I don't want to be put in the shoes of a greedy corporate exec but i can put myself in the shoes of a non developer wanting to create an app for his own need, so i understand why some people may need AI for that. I'm ok with that but that is not coding

[–] Kolanaki@pawb.social 6 points 15 hours ago* (last edited 15 hours ago) (1 children)

If it wasn't for the fact that even an AI trained on only factually correct data can conflagrate those data points into entirely novel data that may no longer be factually accurate, I wouldn't mind the use of AI tools for this or much of anything.

But they can literally just combine everything they know to create something that appears normal and correct, while being absolutely fucked. I feel like using AI to generate code would just give you more work and waste time, because you'll still need to fucking verify that it didn't just output a bunch of unusable bullshit.

Relying on these things is absolutely stupid.

[–] KazuchijouNo@lemy.lol 2 points 13 hours ago

Completely agree. My coworkers spend more time prompting and trying to get useful text from ChatGPT and then fixing that text than the time it'd take them to actually write the thing in the first place. It's nonsense.

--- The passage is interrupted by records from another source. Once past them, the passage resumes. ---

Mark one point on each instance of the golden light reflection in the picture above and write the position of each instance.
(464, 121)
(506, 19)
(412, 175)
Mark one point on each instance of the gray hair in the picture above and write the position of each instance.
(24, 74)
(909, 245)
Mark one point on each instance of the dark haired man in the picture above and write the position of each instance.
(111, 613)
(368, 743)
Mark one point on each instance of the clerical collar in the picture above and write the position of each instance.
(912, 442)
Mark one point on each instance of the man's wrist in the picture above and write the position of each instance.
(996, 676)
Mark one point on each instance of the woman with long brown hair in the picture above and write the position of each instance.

[–] FizzyOrange@programming.dev 5 points 16 hours ago

Based on my experience of AI coding I think this will only work for simple/common tasks, like writing a Python script download a CSV file and convert it to JSON.

As soon as you get anywhere that isn't all over the internet it starts to bullshit.

But if you're working in a domain it's decent at, why not? I found in those cases fixing the AI's mistakes can be faster than writing it myself. Actually often I find it useful for helping me decide how I want to write code because the AI does something dumb, and I go "no I obviously don't want it like that"...

[–] MXX53@programming.dev 5 points 16 hours ago

I probably wouldn’t do it. I do have AI help at times, but it is more for bouncing ideas off of, and occasionally it’ll mention a library or tech stack I haven’t heard of that allegedly accomplishes what I’m looking to do. Then I go research the library or tech stack and determine if there is value.

[–] MasterBlaster@lemmygrad.ml 3 points 16 hours ago

This sounds like something I put on my resume to get a coding job, but I'm not actually a coder.

It'd work, too.

[–] Reptorian@programming.dev 2 points 15 hours ago

Nah. I only used AI as a last resort, and in my case, it has worked out. I cannot see myself using AI for codes again.